Foto: APA/GERT EGGENBERGER

Von einem Kenner der gesellschaftlichen und politischen Verhältnisse geht mir aus Untersteiermark eine recht drastische Schilderung der neuestens geschaffenen "Situation" zu, und ein Gewährsmann bezeichnet es als eine Gewissenspflicht, den Wust von Lügen und falschen Ansichten zu zerstören, der dem Entfernterstehenden die Bildung eines zutreffenden Urtheils über die südsteierischen Affairen behindert. Hier, meint er, lasse sich die allgemeine Giltigkeit der Düring'schen Theorien am allerdürftigsten beweisen. Wolle man die Ursachen des hier in seiner hässlichsten Form wüthenden Nationalitätenstreites in Verschiedenheiten, sei es der Abstammung, sei es der Rasse oder wenigstens der Sprache, suchen, so komme man bald zu der Ueberzeugung, dass nichts von alledem zutrifft.

Vorerst muss überhaupt die Fiction zerstört werden, als ob die Untersteiermark einerseits von Deutschen, andererseits von Slovenen bewohnt würde. Fast durchwegs besteht die Bevölkerung aus einer mehr oder weniger homogenen Mischung der beiden Volksstämme, in der der slovenische Einschlag überwiegend ist. Nimmt man aber erst Rücksicht auf die dort geläufigen Familiennamen, so gelangt man zu einem überraschenden Resultate. Der Alttschechenführer Rieger soll einstmals nachdenklich geäußert haben: "Mir scheint, dass dem Cheruskerfürsten Herrmann meine Ahnen näher standen, als die des Freih. v. Chlumecky!"

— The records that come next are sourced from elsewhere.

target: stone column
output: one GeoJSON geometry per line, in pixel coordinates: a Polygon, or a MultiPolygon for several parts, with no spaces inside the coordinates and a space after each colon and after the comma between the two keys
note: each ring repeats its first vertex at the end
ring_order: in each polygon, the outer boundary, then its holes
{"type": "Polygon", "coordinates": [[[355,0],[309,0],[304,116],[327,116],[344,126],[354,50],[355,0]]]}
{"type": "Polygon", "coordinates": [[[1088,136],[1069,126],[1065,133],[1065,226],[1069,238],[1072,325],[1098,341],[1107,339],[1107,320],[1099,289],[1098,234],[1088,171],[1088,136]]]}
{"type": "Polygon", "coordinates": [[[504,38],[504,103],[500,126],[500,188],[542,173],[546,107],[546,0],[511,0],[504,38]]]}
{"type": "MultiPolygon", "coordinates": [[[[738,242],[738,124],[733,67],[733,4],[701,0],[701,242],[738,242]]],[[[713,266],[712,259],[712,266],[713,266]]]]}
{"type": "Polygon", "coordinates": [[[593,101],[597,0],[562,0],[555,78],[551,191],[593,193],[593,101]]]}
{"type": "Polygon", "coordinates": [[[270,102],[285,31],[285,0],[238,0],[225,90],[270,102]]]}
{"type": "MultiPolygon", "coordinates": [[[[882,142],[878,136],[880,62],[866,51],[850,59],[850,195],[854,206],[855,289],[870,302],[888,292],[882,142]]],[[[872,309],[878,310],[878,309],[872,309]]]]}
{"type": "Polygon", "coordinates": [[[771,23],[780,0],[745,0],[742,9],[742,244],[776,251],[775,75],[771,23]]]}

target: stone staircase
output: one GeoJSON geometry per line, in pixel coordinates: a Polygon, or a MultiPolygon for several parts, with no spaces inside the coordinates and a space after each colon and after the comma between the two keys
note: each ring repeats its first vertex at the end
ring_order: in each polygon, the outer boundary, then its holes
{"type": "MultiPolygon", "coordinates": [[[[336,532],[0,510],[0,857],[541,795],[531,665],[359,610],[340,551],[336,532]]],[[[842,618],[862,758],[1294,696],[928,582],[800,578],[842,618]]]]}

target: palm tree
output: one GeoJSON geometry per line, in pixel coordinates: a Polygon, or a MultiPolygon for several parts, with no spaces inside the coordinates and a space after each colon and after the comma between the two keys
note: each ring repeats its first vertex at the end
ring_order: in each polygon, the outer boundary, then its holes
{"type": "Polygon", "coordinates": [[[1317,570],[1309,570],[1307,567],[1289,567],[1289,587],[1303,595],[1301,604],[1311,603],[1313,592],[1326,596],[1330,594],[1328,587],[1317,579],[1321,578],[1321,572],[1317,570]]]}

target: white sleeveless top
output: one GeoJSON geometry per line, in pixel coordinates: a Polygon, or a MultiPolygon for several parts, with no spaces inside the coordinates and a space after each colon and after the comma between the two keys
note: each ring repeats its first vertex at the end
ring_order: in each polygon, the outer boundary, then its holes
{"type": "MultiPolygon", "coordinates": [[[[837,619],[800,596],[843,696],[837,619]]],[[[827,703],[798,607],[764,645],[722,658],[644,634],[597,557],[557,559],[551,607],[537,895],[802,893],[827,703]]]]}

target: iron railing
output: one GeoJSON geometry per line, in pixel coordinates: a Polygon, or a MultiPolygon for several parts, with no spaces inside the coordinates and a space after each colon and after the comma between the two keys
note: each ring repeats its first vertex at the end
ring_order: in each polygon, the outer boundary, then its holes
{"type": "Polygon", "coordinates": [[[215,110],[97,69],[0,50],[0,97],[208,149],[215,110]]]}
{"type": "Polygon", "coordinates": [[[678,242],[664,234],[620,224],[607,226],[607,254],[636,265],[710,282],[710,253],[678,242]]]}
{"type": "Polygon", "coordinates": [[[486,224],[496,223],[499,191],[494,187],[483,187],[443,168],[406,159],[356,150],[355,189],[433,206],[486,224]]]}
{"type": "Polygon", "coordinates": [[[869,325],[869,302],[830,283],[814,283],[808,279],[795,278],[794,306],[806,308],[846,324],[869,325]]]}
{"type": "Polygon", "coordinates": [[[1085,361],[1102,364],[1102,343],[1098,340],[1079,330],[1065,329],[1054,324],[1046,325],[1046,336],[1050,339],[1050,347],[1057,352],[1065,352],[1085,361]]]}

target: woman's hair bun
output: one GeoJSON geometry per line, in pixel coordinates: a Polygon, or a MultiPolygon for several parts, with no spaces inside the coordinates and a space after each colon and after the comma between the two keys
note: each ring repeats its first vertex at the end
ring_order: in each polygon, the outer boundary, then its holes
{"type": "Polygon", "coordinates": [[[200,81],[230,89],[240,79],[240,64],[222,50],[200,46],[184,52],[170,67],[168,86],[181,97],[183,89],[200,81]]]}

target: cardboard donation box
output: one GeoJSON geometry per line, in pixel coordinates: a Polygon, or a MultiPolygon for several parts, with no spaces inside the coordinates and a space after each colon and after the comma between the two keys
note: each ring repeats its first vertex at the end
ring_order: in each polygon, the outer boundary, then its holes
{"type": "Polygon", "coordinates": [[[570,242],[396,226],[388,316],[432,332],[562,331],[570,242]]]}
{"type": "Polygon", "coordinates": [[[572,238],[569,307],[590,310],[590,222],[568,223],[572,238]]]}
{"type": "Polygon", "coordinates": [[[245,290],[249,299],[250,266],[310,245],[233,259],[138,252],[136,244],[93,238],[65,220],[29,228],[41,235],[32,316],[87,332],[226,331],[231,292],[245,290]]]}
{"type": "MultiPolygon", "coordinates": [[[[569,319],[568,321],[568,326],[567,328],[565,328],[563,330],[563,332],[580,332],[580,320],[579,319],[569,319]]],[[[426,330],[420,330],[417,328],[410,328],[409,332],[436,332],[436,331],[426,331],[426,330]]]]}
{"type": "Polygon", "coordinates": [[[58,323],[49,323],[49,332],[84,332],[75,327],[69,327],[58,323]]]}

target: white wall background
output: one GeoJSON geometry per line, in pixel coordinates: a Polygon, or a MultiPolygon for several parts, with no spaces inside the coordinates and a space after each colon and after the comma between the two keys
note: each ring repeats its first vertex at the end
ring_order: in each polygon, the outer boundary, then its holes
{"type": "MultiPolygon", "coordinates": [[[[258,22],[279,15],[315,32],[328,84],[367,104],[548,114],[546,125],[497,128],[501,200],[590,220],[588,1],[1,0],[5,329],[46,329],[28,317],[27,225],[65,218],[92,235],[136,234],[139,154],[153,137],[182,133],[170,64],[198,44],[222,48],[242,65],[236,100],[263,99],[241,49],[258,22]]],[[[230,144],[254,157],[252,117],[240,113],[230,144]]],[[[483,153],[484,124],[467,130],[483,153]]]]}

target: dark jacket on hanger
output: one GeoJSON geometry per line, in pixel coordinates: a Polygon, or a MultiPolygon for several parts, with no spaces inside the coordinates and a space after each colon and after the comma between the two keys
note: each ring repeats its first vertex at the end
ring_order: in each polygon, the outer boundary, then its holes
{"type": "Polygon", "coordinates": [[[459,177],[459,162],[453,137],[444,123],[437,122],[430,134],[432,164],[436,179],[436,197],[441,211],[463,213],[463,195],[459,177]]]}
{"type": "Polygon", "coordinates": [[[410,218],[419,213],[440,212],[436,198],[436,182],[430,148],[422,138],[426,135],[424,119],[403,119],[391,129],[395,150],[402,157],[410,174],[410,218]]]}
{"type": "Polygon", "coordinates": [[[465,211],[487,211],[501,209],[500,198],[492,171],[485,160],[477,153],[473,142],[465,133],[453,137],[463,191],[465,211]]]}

Wie heißen nun die heutigen Wortführer des Alldeutschthums in der Untersteiermark? Da haben wir zunächst Herrn Rakusch, den Vicebürgermeister von Cilli, dessen Vater, wie man sich erzählt, noch keine Silbe Deutsch verstand. Der Abgeordnete des deutschvölkisch gesinnten Marburg an der Drau heißt Kokoschinegg (kokosch slov. =Henne). Zu den eifrigsten Verfechtern des deutschen Radicalismus gehören in Cilli, abgesehen von dem Schwiegervater des Abg. Wolf, Dr. Stepischnegg (stepisch slov. = Brunnen, stepischnegg = Brunner), noch eine Reihe von Advocaten, deren Namen durchaus nicht den deutschen Ursprung verrathen: Schurbi, Kovatschitsch (kovac slov. = Schmied, kovacic =Schmiedel), Jessenko, Jabornegg, Ambrositsch, Mravlag.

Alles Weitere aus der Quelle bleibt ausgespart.